Heiseikan Japanese Archaeology Gallery
November 1, 2016 (Tue) - March 5, 2017 (Sun)
Okayama and Tottori prefectures make up the eastern half of the Chugoku region in western Japan. Neighboring each other while divided by the Chugoku mountains, Okayama, in the south, faces the Seto Inland Sea, while Tottori, in the north, faces the Japan Sea. Since the Yayoi period (ca. 5th century BC-3rd century AD), the area where these prefectures exist today saw exchanges with various regions nationally and internationally. New cultures, including those from the island of Kyushu and continental Asia, disseminated eastward through this area beyond the Kinki region, where today’s Osaka and Kyoto are situated.

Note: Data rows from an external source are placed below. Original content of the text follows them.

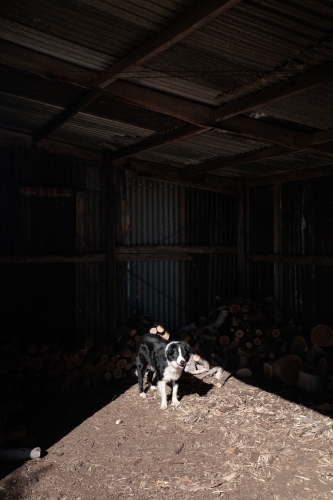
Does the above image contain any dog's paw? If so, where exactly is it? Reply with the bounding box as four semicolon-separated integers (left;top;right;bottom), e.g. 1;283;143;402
149;385;157;391
160;402;168;410
139;392;147;399
171;399;181;407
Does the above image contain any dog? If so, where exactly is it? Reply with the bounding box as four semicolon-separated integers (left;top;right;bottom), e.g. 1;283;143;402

Through research carried out during and after the 1970s, it was revealed that tumuli on the Japan Sea and Seto Inland Sea sides, many of which were created in the eastern area of the Chugoku region in the final phase of the Yayoi period, greatly influenced the establishment of the culture of tumuli (kofun in Japanese) in the Kinki region. One of the findings revealed that objects found in this area, such as stones placed on tumuli’s slopes and large, cylindrical clay objects, were the origins of stones that were laid to cover the tombs’ surfaces (fuki ishi) and haniwa terracotta tomb figurines, respectively. Furthermore, in the latter half of the Kofun period (ca. 3rd-7th century), a culture associated with tumuli that is unique to this region was fostered with some influence from the Kyushu and Kinki regions.
As part of the museum's exchange program of archaeological objects for FY 2016, this exhibition showcases the unique culture associated with tumuli in the eastern area of the Chugoku region, mainly through objects in the collection of the Okayama Prefectural Museum and the Tottori Prefectural Museum.